Malthus, food, privileged cores, and church

Ecologic crisis begins locally, then expands until it achieves certain thresholds, whereupon quantity is transformed into quality, and the crisis generalizes. 





Do we really need to expound here on our ecologic crisis? Well, yes, we do. Because we all may recognize what has happened to the atmosphere, the forests, the soils, the water, the ocean, and the species that are dying off at an unprecedented rate; but there is still an imperial narrative out there, that the core problem is something called “overpopulation,” and that the fix is reducing human fecundity. Especially humans that are not quite on par with “us.” This is the essence of Malthusianism.

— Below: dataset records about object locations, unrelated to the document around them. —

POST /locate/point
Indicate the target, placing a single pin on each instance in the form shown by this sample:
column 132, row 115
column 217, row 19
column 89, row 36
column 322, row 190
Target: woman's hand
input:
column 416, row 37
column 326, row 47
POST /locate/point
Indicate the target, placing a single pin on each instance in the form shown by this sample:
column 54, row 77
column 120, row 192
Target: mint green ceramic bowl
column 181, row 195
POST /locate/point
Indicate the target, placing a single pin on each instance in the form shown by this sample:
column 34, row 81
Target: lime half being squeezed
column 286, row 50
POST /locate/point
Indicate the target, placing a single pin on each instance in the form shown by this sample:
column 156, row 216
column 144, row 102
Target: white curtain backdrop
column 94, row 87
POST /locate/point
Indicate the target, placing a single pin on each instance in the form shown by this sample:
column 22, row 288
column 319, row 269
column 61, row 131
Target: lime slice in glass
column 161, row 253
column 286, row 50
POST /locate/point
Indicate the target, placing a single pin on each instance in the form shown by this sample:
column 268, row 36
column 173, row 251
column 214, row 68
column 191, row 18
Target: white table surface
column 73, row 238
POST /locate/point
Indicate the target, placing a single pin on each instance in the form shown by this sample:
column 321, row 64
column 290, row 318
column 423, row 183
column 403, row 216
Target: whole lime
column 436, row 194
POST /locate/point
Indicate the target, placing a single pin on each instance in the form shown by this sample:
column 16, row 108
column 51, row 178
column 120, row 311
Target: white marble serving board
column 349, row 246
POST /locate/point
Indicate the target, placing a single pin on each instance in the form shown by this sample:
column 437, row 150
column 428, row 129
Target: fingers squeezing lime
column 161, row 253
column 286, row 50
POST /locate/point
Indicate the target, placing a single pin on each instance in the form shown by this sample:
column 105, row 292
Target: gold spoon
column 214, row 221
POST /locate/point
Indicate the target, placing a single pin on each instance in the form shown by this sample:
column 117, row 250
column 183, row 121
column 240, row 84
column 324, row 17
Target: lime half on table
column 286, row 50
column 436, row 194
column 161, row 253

Thomas Malthus was an Anglican curate who was friends with Hume and Rousseau in the latter eighteenth century who said that population increases faster than land can support it. Malthusianism has come to mean those who see the world’s problems are primarily a problem of “overpopulation.” Many Malthusians have advocated policies like mandatory sterilization and birth control. Malthusianism does not always entail racist ideas, though it often has. In the Chinese case, mandatory population control measures have targeted women, and have resulted in far fewer female births (because traditional ideas favor male children and females are aborted).

This idea is popular even among many so-called progressives, which is unsurprising, given that progressivism has embarrassingly deep eugenic roots of which most so-called progressives are actually unaware. I hesitate to even use the word population, because it has so many Malthusian and even eugenic echoes. The world’s conditions are not firstly a “population problem”; although how-many-of-us-there-are, in conjunction with how much we use, what we make, where we live, how we relate to each other is an aspect of our total ecology. So we are seven billion more or less, spread all over the place, clustered around water, depending on land to produce foods, fuels, fibers, minerals, livestock, etc. 

Anti-Malthusians (like the author) point out that population does not increase in advance of land use, but in response to it. When more cheap food is available (due to changes in land use and agriculture), then the population increases in response. The problem we face now is that we have increased food production and thereby increased population based on a model of agriculture that is not sustainable.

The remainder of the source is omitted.